《Astım Atağınız Var》
*Jin*
Jin'in dikkatini çekerek öksürüğün yükseldi. Seninle yüzleşmek için döndü, eğildiğini fark etti, gittikçe daha ağrılı hale geldikçe göğsünü okşadı, oturma odasında soluyacak havayı bulmaya çabaladı, kendini dengelemek için kanepeye sarıldı.
Soluk alıcınızı kaparak, sizi dik oturarak koştu. "İyisin, sadece bana odaklan, bana bak," dedi önünüzde diz çökerek. "O güzel gözleri üzerimde tut."
Başını salladın, önünden nefes alıp verirken onu taklit ettin. "Doğru nefes alamıyorum," diye içini çektin, bir nefes çekerek. "Jin, yardım et."
"Panik yapma, sadece sakin ol, kendine birkaç dakika ver ve iyi olacaksın, solunum cihazın çalışacak, zaman tanı," diye cesaretlendirdi ve gözlerinin üzerinde kalmasını sağladı.
"Benimle nefes almaya devam et," diye kısık bir sesle fısıldadın, "yardımcı oluyor." Çabucak, nefes alıp vermenize yardım etmeye devam etti, ellerini seninkinin üzerine koydu, nazikçe sıktı.

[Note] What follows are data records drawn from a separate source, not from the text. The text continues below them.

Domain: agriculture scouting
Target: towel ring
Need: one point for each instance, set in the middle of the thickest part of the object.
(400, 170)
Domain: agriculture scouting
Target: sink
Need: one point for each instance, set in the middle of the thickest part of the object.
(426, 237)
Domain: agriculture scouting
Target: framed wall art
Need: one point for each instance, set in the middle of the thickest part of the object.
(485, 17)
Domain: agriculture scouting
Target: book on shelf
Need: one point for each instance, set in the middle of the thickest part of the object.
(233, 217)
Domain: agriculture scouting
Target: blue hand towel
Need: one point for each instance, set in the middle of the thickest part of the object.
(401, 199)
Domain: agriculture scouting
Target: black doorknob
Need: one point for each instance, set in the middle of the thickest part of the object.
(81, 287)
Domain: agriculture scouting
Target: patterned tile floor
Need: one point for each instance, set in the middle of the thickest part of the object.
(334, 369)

"Güvendesin, sadece bana odaklan jagi, sana bu konuda yardım ediyorum."
**********************************************
*Yoongi*
Rahatlatıcı ilacınızı bulmaya çalışırken çantanıza karıştırdınız, zamanla daha kötü hissetmeye ve artık onsuz başa çıkamamaya başladınız. İlacın orada olduğunu biliyordunuz, ancak diğer tüm öğelerin altında bulamadınız.
Tüm içindekileri araştırarak çantanı devirdin. "Nerede?" Ağladınız, tüm bunların arasında arama yapmaya çalışırken gözyaşları vizyonunuzu bulanıklaştırdı.

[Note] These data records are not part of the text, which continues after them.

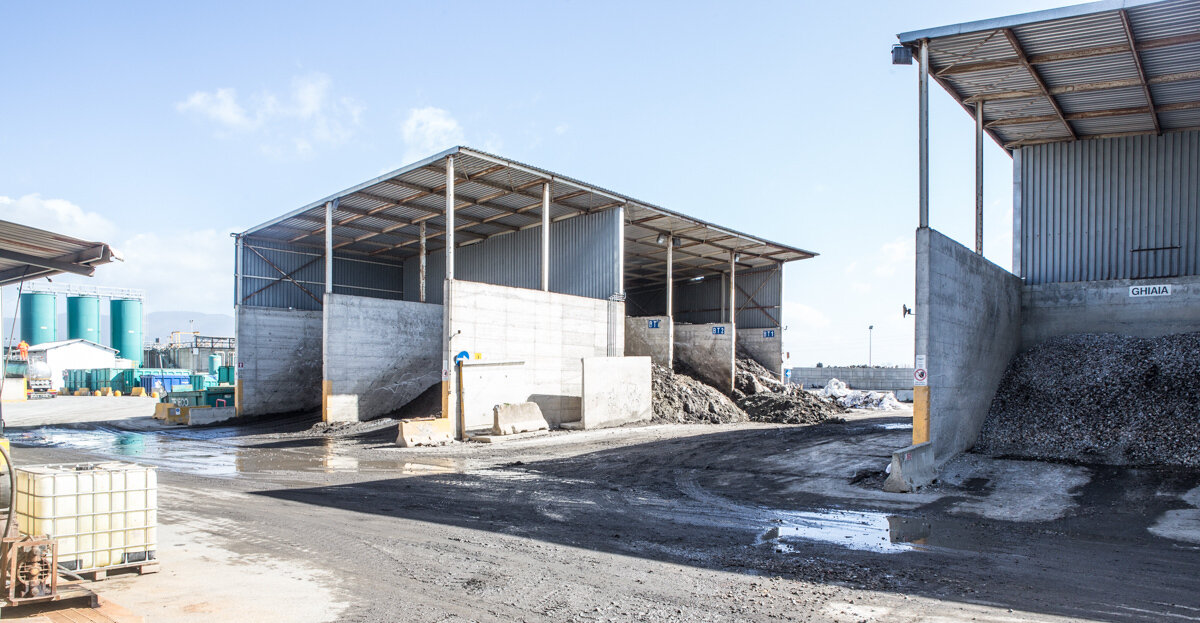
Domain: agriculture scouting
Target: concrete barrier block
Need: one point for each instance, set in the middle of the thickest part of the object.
(427, 431)
(912, 467)
(521, 417)
(201, 415)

Yoongi hızla geldi, bakmana yardım etti. "Ne arıyorsun? İlacın mı?" Ona başını salladın. "Pekala, arkanı yaslan ve onu bulacağım, odaklan tatlım, iyisin."
"Teşekkür ederim." Kısa süre sonra onu size teslim ederken buldu, nefes aldınız ama hiçbir şey değişmedi, gözleriniz genişledi. "nefes alamıyorum," diye fısıldadın, Yoongi'yi çantana geri koyarken hazırlıksız yakaladın.
"Hey, iyisin, seni hastaneye götüreceğiz, paniğe kapılmamaya çalış," gülümsedi, seni aldı, arabaya taşıdı.
"Çabuk ol lütfen, acıtıyor."
**********************************************
*Hoseok*
Metal çatalınızın tabağınızın porselenlerine çarpma sesi Hobi'nin zıplamasına neden oldu. Hâlâ tabağınızda yarım öğün varken size bir göz atarak ciyakladı. Kendini sakinleştirmeye çalışarak masanın ucunu kavrayarak başını salladın.
Hobi'deki panik büyüdü, "Sorun ne? Neden yemeyi bıraktın? " Çılgınca sordu, yanınızda hareket ederek, yüzünüzü onun gözlerinin içine bakacak şekilde getirdi.
Başınızı salladınız, "Artık yemek yiyemiyorum, astım krizi geçirecekmişim gibi hissediyorum, bunu yapacak nefesim varmış gibi hissediyorum."
"Pekala, bu bir sorun değil, bir anlığına sana odaklanalım. Elinden geldiğince nefes almaya çalış ve nefes almaya devam ed, gidip ilacını bulacağım, ”dedi başınızın üstünden öperek.
Oturma odasını göstererek, "Sehpa," diye mırıldandın. Hobi çabuk fark etti, ilaçlarınızı anında buldu ve kendinizi daha iyi hissetmenize yardımcı olmak için geri getirdi.
"Güvendesin, sadece acele etme, hiçbir şey için acele etme."